Magnesium tops the list of crucial nutrients. It is the fourth most abundant mineral in the human body and helps regulate heartbeat, sleep cycles, muscle contraction, energy production, immune function, hormone balance, and much more. If you dig into the research, the benefits of magnesium seem endless. It is safe to say that taking sufficient amounts of magnesium is non-negotiable.
Here is an overview of body functions for which magnesium plays a key role:
- Energy and metabolism
- Muscle contraction and relaxation
- Release of neurotransmitters
- Normal function of the parathyroid gland
- Vascular tone
- Synthesis and activation of enzymes
- Cardiac rhythm
- Activated platelet thrombosis
- Osteogenesis
Magnesium contributes to the energy metabolism of muscles and plays a key role in the health of the nervous system.
Because it has such diverse properties, it is important to know which magnesium to prefer based on its function in the body, its absorption, and timing of intake.

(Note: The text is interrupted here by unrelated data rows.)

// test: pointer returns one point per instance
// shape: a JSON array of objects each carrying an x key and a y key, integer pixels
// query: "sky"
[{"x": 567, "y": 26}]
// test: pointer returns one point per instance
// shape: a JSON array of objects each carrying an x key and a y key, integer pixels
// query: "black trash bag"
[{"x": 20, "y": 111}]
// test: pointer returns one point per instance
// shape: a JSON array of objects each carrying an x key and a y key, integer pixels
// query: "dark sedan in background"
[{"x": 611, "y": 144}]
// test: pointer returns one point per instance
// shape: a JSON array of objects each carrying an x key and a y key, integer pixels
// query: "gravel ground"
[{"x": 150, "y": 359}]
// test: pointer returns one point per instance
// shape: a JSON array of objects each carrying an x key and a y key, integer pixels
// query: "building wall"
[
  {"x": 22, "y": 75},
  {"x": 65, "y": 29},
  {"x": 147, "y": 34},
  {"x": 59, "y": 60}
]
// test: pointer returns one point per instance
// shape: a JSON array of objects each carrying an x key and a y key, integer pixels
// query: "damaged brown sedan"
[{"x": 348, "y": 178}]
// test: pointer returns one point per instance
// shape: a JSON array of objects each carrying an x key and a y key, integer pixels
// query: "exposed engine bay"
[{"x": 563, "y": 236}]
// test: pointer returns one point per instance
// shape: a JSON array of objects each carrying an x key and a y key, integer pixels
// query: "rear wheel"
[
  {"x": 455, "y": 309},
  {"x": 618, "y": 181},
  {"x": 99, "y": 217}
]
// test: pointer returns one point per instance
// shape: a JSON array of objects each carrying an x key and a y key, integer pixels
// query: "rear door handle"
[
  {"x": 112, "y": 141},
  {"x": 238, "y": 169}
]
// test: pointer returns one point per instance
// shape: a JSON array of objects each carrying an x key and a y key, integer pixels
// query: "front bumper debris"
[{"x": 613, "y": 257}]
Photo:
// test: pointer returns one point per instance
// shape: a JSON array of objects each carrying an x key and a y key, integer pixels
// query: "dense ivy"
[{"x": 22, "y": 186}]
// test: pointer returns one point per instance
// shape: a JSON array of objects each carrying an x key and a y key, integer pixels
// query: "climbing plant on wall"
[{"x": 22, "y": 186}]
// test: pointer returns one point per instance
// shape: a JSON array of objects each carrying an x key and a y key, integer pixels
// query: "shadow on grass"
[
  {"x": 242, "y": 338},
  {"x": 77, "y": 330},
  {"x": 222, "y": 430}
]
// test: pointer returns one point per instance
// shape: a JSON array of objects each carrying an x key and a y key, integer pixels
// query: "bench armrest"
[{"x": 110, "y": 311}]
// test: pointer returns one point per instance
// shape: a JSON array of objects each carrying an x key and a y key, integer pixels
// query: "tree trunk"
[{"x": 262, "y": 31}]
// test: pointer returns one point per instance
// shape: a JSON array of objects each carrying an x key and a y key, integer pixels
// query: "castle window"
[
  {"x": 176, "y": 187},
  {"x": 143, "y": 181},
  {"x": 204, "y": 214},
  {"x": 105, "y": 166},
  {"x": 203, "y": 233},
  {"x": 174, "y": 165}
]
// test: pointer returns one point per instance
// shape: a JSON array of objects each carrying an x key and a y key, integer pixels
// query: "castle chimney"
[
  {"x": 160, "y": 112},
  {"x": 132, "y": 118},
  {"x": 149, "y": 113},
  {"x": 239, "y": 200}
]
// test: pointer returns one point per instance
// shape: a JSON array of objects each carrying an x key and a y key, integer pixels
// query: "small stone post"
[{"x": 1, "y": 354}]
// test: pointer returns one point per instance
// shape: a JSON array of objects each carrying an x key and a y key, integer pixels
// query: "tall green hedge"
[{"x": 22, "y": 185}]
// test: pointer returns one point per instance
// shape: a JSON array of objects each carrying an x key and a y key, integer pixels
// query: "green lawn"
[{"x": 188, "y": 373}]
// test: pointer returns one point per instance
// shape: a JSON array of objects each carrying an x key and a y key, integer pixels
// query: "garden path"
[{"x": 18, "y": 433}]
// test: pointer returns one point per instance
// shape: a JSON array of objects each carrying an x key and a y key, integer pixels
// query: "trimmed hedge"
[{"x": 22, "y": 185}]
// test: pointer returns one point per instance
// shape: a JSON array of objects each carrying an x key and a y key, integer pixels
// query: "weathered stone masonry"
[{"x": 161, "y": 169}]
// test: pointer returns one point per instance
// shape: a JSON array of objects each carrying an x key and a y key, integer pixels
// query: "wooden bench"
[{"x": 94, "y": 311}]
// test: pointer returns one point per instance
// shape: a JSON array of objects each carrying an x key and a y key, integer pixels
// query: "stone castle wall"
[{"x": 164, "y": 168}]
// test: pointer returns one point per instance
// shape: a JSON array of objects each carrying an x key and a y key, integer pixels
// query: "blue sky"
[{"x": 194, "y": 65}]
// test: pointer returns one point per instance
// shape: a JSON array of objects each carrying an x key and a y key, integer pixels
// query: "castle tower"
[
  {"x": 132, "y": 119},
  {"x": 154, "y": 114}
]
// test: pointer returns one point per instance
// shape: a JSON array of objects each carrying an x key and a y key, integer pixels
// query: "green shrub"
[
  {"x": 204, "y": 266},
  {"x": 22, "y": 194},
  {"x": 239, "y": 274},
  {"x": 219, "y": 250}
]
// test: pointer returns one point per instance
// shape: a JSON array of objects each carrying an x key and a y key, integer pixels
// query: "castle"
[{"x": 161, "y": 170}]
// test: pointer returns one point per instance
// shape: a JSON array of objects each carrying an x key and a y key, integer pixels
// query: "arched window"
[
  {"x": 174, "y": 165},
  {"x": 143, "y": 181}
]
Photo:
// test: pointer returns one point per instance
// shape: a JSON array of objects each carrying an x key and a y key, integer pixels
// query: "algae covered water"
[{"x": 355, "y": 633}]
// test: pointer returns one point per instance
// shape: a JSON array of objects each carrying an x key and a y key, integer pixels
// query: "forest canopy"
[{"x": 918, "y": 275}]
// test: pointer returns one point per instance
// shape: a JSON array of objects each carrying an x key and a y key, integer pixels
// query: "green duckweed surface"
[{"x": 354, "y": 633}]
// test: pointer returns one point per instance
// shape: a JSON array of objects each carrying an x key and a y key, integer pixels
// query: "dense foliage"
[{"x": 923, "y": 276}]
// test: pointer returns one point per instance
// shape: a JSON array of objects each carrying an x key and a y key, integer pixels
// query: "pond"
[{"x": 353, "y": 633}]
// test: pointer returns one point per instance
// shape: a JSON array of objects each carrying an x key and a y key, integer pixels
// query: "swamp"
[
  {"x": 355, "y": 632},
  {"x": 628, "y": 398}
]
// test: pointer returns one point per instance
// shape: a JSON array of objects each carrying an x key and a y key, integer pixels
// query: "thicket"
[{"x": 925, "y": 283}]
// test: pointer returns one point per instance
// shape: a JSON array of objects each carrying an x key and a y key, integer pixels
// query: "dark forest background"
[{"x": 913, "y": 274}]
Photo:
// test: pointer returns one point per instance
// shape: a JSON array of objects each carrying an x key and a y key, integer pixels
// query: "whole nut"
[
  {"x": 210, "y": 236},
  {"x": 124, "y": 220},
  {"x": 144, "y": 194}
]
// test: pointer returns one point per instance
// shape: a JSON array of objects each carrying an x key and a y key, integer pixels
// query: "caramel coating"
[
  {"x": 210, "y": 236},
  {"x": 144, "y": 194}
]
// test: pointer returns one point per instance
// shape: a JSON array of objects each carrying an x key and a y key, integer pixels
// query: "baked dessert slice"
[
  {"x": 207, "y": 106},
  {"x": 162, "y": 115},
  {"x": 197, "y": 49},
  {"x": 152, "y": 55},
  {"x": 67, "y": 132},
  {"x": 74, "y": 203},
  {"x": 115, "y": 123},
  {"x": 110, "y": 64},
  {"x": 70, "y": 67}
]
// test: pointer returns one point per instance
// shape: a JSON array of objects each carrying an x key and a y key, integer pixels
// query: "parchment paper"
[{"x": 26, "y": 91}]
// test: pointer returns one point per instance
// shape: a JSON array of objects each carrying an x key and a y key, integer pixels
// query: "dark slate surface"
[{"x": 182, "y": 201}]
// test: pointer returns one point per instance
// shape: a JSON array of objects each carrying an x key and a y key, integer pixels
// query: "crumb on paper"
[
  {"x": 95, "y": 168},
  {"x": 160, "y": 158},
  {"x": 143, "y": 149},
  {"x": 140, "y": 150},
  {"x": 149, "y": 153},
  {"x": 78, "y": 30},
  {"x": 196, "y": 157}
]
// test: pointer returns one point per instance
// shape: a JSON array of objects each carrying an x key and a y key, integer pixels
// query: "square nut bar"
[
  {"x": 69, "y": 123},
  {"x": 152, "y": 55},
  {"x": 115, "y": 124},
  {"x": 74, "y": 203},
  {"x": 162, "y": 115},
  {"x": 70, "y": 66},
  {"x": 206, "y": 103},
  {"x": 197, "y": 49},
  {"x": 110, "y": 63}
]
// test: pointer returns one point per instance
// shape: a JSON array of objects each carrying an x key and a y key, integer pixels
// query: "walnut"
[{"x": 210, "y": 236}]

Studies on the bioavailability of different magnesium salts consistently show that organic magnesium salts (e.g., magnesium citrate, taurate, bisglycinate) have higher bioavailability than inorganic salts (e.g., magnesium oxide).
MAGNESIUM FOR THE DAY
Magnesium malate is a dietary supplement that combines the essential mineral magnesium and malic acid, an organic compound found in fruits and vegetables. This combination is used to relieve chronic pain, improve physical performance, increase energy levels, and combat chronic fatigue.
Many studies confirm that magnesium citrate can prevent migraine and improve its symptoms, and it is also the best option to help muscle recovery and against pain in fibromyalgia.
Magnesium taurate contains the amino acid taurine. This type of magnesium is essential for cardiovascular health, sopprattutto to maintain good blood pressure.
MAGNESIUM FOR THE EVENING
Magnesium bisglycinate, sometimes referred to simply as glycinate, is probably the most popular type of magnesium on the market and the most studied with regard to sleep. It works by increasing levels of gamma-aminobutyric acid (GABA), an important amino acid involved in sleep. When sleep begins in the evening, GABA signals to the brain that it is time to go to bed, and gradually brain communication begins to slow down, helping lower brain frequencies to deep sleep. Magnesium bisglycinate supports this pathway by maintaining healthy GABA levels.
Thus, it is essential to use magnesium in different types and at different times for our daily energy, muscle and heart health, and healthy sleep.